As I grew, Nigeria’s dwindling economy affected my family financially. I couldn’t understand why God seemed unkind to my mother and her efforts, especially since she was deeply religious, kind, always helping her community, and doing her best for everyone around her. Suddenly, the pastors who once name-dropped her in their sermons didn’t mention her anymore. The church members who used to come around stopped showing up. All because we weren’t as financially buoyant as before. I began to notice how some of the worst people I’ve ever known, ironically, were deeply religious people.
But the most ridiculous part to me was the ‘sacrificial giving.’ They would ask students to give everything they had ‘in faith’. When I questioned it, they said, ‘It’s after you remove your daily expenses for the month’. As if a student could ever predict their expenses. It just seemed like a money-making grift.
I think the most important lesson I’ve learned since leaving is control. It hasn’t been easy, especially coming to terms with the fact that nobody is coming to save you. As a Christian, I found comfort in believing there was some grand plan or design, but now I know I literally shape my own outcome. It’s a realisation that’s both terrifying and comforting.
And when it comes to relationships? I’m upfront about it. I can’t be with anyone religious at all.”

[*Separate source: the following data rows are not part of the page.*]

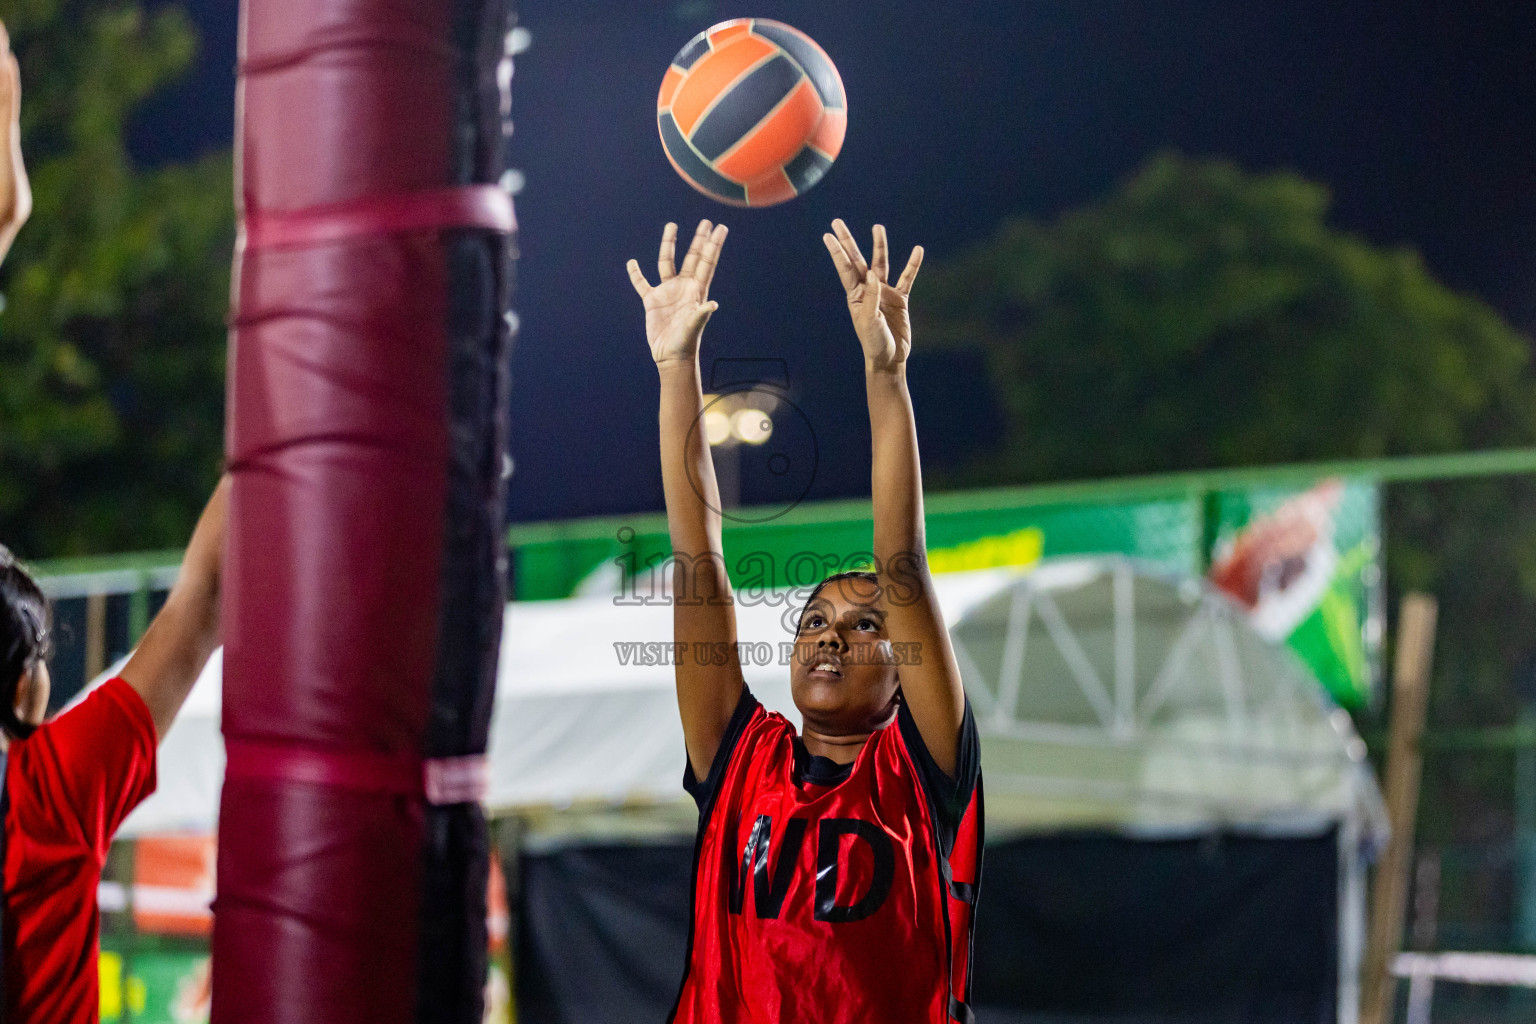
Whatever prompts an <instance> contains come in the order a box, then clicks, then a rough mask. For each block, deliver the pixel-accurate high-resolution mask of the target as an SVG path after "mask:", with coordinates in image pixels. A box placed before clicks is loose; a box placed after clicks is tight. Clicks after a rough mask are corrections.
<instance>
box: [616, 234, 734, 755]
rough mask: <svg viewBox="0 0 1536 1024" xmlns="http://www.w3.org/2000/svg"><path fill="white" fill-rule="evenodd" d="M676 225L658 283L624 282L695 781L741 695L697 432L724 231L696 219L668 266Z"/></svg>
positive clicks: (643, 278) (679, 691) (702, 457)
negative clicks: (663, 508) (708, 322)
mask: <svg viewBox="0 0 1536 1024" xmlns="http://www.w3.org/2000/svg"><path fill="white" fill-rule="evenodd" d="M676 230H677V229H676V226H673V224H668V226H667V230H665V233H664V236H662V250H660V256H659V259H657V275H659V278H660V281H659V284H657V286H656V287H651V286H650V284H648V282H647V281H645V278H644V275H642V273H641V269H639V266H637V264H636V263H634V261H630V279H631V281H633V282H634V289H636V292H639V293H641V298H642V299H644V301H645V327H647V339H648V341H650V345H651V358H653V359H654V361H656V372H657V376H659V378H660V410H659V415H657V425H659V433H660V457H662V490H664V493H665V497H667V528H668V533H670V534H671V548H673V640H674V642H676V643H677V649H679V657H677V665H676V674H677V711H679V714H680V717H682V734H684V743H685V745H687V748H688V763H690V765H691V766H693V774H694V777H696V778H700V780H702V778H703V777H705V775H707V774H708V772H710V765H711V763H713V761H714V755H716V752H717V751H719V748H720V742H722V740H723V738H725V731H727V728H728V726H730V723H731V714H733V712H734V711H736V705H737V702H739V700H740V695H742V686H743V685H745V683H743V679H742V666H740V662H739V659H737V654H736V605H734V603H733V597H731V583H730V579H728V576H727V573H725V551H723V543H722V539H720V527H722V524H720V513H719V508H720V491H719V485H717V482H716V477H714V461H713V459H711V456H710V442H708V439H707V438H705V434H703V428H702V424H700V413H702V411H703V387H702V378H700V372H699V339H700V338H702V333H703V324H705V322H707V321H708V319H710V315H711V313H713V312H714V307H716V304H714V302H710V301H708V289H710V281H711V278H713V276H714V267H716V263H717V261H719V255H720V247H722V244H723V243H725V227H723V226H719V227H711V226H710V223H708V221H703V223H700V224H699V230H697V232H696V233H694V238H693V244H691V246H690V249H688V255H687V256H685V258H684V264H682V270H674V267H673V258H674V243H676Z"/></svg>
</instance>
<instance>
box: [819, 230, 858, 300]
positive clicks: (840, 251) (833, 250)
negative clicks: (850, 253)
mask: <svg viewBox="0 0 1536 1024" xmlns="http://www.w3.org/2000/svg"><path fill="white" fill-rule="evenodd" d="M822 241H823V243H825V244H826V252H829V253H831V255H833V264H834V266H836V267H837V276H839V278H842V281H843V290H845V292H849V293H851V292H852V290H854V289H857V287H859V272H857V270H854V264H852V263H849V259H848V253H846V252H843V247H842V244H840V243H839V241H837V238H836V236H834V235H833V233H831V232H826V233H825V235H822Z"/></svg>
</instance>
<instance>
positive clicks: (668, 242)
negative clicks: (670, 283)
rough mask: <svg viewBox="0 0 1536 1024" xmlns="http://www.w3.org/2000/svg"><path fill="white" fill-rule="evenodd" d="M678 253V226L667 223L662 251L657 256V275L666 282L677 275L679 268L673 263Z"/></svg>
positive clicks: (668, 222) (656, 270) (656, 273)
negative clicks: (666, 226)
mask: <svg viewBox="0 0 1536 1024" xmlns="http://www.w3.org/2000/svg"><path fill="white" fill-rule="evenodd" d="M676 253H677V226H676V224H673V223H671V221H667V227H664V229H662V250H660V253H657V256H656V275H657V276H659V278H660V279H662V281H665V279H667V278H670V276H673V275H676V273H677V266H676V264H674V263H673V259H674V258H676Z"/></svg>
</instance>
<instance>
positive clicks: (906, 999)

“While I was still a practising Christian, I felt like I wasn’t righteous or prayerful enough” — Izzy*, 24, M
Izzy hit a low point in his life that made him question everything, including religion. He shares how he sees life after leaving his faith behind.
“When I hit rock bottom two years ago, I began questioning my beliefs. It wasn’t a new train of thought for me. I had always felt like Christianity was biased and wasn’t a representation of the absolute truth. It didn’t take long for my faith to crumble under my scrutiny. While I was still a practising Christian, I felt like I wasn’t righteous or prayerful enough, and that evil spirits were the cause of my problems. It was a horrible way to live.
Now, I’m relieved I don’t see life that way anymore. I see life as an outcome of choices, the system in which those choices were made, and the probability of them going right or wrong. This new approach didn’t just eradicate the feeling of being cursed, ignored, or unloved by a god; it granted me the feeling of control. Now, I can make better choices to achieve my goals.
For my identity, I see myself as a living part of the universe becoming conscious and learning to understand itself. Because of that, I try to develop critical thinking skills that transcend biases. Though it took me a year to find my purpose again, I’m now more open-minded to other people and their own beliefs. I’m learning to understand why people think the way they do. I’m also less judgmental than I used to be. I approach life with the humility that I don’t know it all, and I try to focus on becoming a better person each passing day.”